Purchases decreased 5.1% to a 4.62 million annual rate last month, figures from the National Association of Realtors showed today in Washington. The median forecast of 79 economists surveyed by Bloomberg projected sales would drop to a 4.67 million rate. Sales fell in all four regions of the country.
The figures reflect closings on contracts signed months earlier and highlight how higher borrowing costs and property prices have slowed momentum in residential real estate. More progress in the labor market that generates stronger wage growth would help reinvigorate demand.
“It’s hard to separate the weather effect from the fundamentals, but housing is still reasonably healthy here in recovery mode,” Joshua Shapiro, chief U.S. economist at Maria Fiorini Ramirez Inc. in New York, said in an interview before the report. “Maybe some of the strength we saw in the latter part of last year was a little overdone and there may have been a bit of a correction anyway, and weather exacerbated that.”
Stocks held earlier gains after the report. The Standard & Poor’s 500 Index climbed 0.3 percent to 1,845.06 at 10:03 a.m. in New York as Hewlett-Packard Co. and Priceline.com Inc. results topped estimates.
Estimates in the Bloomberg survey of economists ranged from a sales pace of 4.5 million to 4.9 million. December’s figure was unrevised at a 4.87 million pace.
Compared with a year earlier, purchases decreased 5.1% in January on an adjusted basis, today’s report showed.
The median price of an existing home increased 10.7% from a year earlier to $188,900 in January.
With today’s report, the NAR issued its annual revisions affecting data over the past three years. Sales totaled 5.09 million in 2013, the same as previously estimated.
The poor weather wasn’t completely to blame for the drop in activity,” Lawrence Yun, NAR chief economist, said in a news conference today as the figures were released. “Lack of inventory is clearly one of the factors. Buyers want to see more choices.”
The existing home-sales decline was led by a 7.3% drop in the West, followed by a 7.1% decrease in the Midwest.

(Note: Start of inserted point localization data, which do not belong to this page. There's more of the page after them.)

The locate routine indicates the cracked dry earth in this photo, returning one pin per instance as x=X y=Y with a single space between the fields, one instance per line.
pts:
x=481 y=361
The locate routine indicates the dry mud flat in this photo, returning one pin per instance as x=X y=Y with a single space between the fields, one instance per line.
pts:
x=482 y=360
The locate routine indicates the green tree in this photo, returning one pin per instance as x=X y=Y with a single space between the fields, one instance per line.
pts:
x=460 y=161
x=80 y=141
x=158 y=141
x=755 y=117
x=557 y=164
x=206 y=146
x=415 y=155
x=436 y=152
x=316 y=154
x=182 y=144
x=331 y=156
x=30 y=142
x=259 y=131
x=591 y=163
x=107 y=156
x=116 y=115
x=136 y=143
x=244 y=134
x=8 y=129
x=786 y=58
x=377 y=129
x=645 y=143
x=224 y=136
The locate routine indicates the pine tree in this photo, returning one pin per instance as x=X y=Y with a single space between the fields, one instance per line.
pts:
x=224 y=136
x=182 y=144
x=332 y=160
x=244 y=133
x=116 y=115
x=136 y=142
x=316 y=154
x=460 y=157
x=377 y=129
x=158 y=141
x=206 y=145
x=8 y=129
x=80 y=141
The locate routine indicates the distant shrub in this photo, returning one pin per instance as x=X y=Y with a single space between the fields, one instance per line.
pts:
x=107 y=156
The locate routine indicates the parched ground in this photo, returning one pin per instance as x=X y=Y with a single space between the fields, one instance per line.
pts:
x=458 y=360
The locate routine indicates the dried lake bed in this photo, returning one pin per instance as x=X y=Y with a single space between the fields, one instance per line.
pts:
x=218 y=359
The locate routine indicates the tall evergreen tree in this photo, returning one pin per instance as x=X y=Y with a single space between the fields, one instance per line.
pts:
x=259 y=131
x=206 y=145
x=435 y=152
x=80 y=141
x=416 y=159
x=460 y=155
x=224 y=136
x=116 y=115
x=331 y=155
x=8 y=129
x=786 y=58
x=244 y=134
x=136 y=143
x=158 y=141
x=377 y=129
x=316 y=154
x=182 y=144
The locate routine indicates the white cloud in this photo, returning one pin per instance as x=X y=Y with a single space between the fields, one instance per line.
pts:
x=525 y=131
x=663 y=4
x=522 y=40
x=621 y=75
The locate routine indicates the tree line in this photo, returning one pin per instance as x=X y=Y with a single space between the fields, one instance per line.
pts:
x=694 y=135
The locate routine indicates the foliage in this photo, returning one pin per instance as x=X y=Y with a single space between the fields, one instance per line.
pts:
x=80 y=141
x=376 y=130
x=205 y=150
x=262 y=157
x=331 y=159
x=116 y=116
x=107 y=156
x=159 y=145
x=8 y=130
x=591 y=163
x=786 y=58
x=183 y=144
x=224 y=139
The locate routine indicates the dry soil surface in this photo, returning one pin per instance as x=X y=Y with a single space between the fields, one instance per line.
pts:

First-time buyers accounted for 26% of all purchases in January, the lowest since record keeping began in October 2008.
Existing-home sales, which are tabulated when a purchase contract closes, are recovering from a 13-year low of 4.11 million in 2008, three years after a record 7.08 million homes were sold.
Inclement weather in the Eastern U.S. risks further restraining the housing market. Last month was the coldest January since 1994 in the contiguous U.S., based on gas-weighted heating-degree days, a measure of energy demand, according to Commodity Weather Group LLC in Bethesda, Md. The Northeast is also on track for the coldest winter since 1982, measured from December to February, the group said.
Builders have felt the sting of colder conditions. The pace of home construction fell 16% to an 880,000 annualized rate last month, the biggest decrease since February 2011, Commerce Department data showed last week.
Builder confidence also slumped as the weather slowed both potential buyer traffic and sales. The National Association of Home Builders/Wells Fargo sentiment gauge slumped to 46 this month from 56 in January, the biggest decline since monthly record-keeping began in 1985. Readings less than 50 mean more respondents reported poor market conditions than good.
Beyond weather, purchasing a home has become less affordable. The 30-year fixed mortgage rate averaged 4.33 in the week ended Feb. 20, up from 3.56% around the same time a year ago. After reaching a four-month low of 4.1% at the end of October, the average rate rose to 4.53 percent at the start of this year.
“If you recall back a couple quarters ago, there was a pretty adverse reaction to the increase in mortgage rates, even though they were slight and they’re still historically low by anybody’s standards,” Donald Tomnitz, chief executive officer of DR Horton Inc., said on a Jan. 28 conference call. As spring approaches, rates “will be less and less a factor.”